The U.S. Equal Employment Opportunity Commission (EEOC) proposed updated workplace harassment guidance last month. The new recommendations “provides further guidance, clarifications and even expansion of the types of harassment defined under Title VII of 1965’s Civil Right Act.”
Some have already noted that the new rule could impact employers, but the guidance would also affect workplace unions, which can have huge impacts on workplace culture and employee experience.
AFFT member and former member of District Council 37 Local 983, Ed Seabron, believes unions should be held accountable just like employers. “The union has just as much workplace influence as an employer, if not more,” said Seabron. “In my experience, workplace harassment came straight from the union, and the power and influence they have is ripe for corruption.”

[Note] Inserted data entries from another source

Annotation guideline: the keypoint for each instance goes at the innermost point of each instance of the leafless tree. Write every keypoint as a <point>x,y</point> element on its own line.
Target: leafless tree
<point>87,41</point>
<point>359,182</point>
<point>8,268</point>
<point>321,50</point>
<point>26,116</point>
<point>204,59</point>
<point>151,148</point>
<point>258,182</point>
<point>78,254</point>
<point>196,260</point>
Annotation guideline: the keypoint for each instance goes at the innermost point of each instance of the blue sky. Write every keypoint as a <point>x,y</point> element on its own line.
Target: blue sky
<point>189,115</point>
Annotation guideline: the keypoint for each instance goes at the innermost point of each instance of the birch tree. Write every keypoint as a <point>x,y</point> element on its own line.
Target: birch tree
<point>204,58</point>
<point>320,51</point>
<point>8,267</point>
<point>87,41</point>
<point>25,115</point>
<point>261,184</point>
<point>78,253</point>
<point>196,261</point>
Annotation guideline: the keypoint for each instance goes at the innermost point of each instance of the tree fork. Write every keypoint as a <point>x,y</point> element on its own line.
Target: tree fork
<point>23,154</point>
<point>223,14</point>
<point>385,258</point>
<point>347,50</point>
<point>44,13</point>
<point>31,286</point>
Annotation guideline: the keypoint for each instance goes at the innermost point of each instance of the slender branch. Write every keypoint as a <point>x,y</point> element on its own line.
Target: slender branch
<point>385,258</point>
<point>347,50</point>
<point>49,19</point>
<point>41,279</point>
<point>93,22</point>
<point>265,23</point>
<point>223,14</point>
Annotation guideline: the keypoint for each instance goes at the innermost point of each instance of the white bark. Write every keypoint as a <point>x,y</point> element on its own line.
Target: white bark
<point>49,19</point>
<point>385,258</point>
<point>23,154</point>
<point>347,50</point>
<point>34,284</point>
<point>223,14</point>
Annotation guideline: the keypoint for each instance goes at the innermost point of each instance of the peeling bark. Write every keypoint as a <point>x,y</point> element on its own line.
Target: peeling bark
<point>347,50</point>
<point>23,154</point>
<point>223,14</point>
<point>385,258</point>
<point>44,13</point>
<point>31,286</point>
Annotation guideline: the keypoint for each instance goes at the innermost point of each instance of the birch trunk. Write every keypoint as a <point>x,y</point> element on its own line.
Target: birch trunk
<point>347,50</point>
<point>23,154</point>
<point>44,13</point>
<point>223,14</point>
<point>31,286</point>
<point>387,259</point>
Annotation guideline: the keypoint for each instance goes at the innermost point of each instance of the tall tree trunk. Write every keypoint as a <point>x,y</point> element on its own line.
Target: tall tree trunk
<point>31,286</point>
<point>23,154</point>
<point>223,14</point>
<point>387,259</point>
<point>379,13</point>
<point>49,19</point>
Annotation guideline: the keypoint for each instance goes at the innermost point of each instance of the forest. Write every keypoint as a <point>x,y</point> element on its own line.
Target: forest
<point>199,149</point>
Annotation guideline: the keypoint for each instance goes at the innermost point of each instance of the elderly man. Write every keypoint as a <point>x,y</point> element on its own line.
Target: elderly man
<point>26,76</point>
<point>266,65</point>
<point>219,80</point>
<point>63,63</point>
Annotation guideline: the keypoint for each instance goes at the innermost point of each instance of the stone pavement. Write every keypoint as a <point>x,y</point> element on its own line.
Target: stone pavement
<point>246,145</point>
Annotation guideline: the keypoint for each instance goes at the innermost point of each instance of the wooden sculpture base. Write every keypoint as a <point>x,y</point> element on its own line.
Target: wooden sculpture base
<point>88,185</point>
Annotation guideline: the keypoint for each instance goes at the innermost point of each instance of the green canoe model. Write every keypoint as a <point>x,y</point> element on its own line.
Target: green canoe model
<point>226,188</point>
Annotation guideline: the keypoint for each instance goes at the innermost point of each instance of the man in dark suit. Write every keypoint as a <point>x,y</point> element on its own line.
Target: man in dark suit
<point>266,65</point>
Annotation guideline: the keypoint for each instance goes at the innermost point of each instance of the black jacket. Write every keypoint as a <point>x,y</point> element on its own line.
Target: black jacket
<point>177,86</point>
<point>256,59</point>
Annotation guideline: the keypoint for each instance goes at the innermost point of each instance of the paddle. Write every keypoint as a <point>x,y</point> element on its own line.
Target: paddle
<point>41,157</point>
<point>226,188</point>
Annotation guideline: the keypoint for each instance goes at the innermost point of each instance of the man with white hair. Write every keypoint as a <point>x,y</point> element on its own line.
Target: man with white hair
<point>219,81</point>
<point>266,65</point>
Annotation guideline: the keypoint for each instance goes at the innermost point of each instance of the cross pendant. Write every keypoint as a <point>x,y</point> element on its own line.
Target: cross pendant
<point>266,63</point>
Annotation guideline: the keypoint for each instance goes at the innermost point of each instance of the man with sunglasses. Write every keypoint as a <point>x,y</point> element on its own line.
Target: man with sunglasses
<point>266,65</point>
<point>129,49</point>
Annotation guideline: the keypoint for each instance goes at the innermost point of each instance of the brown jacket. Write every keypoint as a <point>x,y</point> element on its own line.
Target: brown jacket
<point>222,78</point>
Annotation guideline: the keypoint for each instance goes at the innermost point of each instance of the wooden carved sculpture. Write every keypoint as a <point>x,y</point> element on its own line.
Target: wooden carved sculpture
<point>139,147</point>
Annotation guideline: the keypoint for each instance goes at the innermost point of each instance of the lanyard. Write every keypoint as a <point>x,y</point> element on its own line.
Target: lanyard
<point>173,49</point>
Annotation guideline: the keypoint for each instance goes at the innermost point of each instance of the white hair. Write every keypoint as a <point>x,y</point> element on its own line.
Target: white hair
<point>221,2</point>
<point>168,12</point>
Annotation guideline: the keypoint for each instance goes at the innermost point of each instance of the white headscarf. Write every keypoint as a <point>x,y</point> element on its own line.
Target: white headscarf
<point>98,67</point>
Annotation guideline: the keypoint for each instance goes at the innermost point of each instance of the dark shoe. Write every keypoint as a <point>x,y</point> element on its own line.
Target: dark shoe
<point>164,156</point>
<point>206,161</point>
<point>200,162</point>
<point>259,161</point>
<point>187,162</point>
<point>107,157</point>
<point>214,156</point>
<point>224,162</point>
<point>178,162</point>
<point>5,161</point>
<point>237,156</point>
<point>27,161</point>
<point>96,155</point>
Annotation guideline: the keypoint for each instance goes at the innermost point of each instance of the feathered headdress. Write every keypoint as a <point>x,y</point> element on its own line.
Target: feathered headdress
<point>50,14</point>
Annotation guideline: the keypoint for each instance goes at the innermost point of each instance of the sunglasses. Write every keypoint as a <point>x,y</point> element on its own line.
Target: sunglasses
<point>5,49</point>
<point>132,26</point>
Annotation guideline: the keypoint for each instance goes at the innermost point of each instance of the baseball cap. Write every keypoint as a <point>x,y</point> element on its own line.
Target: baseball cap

In 2021, Seabron left his union after dissatisfaction with how he was represented. When he tried to encourage his colleagues to join a different union, the existing union vice president, Marvin Robbins, took to social media. Robbins photoshopped Seabron’s face onto a person shaking hands with another person wearing Ku Klux Klan robes.
Seabron was just one of multiple black employees who experienced harassment from this union.
Moeleek Thomas, a tow truck operator with the New York City police department traffic enforcement division was called racist names when he tried to raise concerns to union leadership.
“Union leaders avoided my questions about the lack of a contract for our unit,” explained Thomas. “I was frustrated, and that frustration led to a confrontation with the vice-president of District Council 37 Local 983, Marvin Robbins, during which, Robbins called me racist names.”
“In a phone call, Robbins called me a ‘house n—er,’ an ‘Uncle Tom,’ and he told me I was nothing but a ‘kiss-a–,’” said Thomas.
Thomas hopes the EEOC rule could help hold union leaders, like Marvin Robbins, accountable for their actions.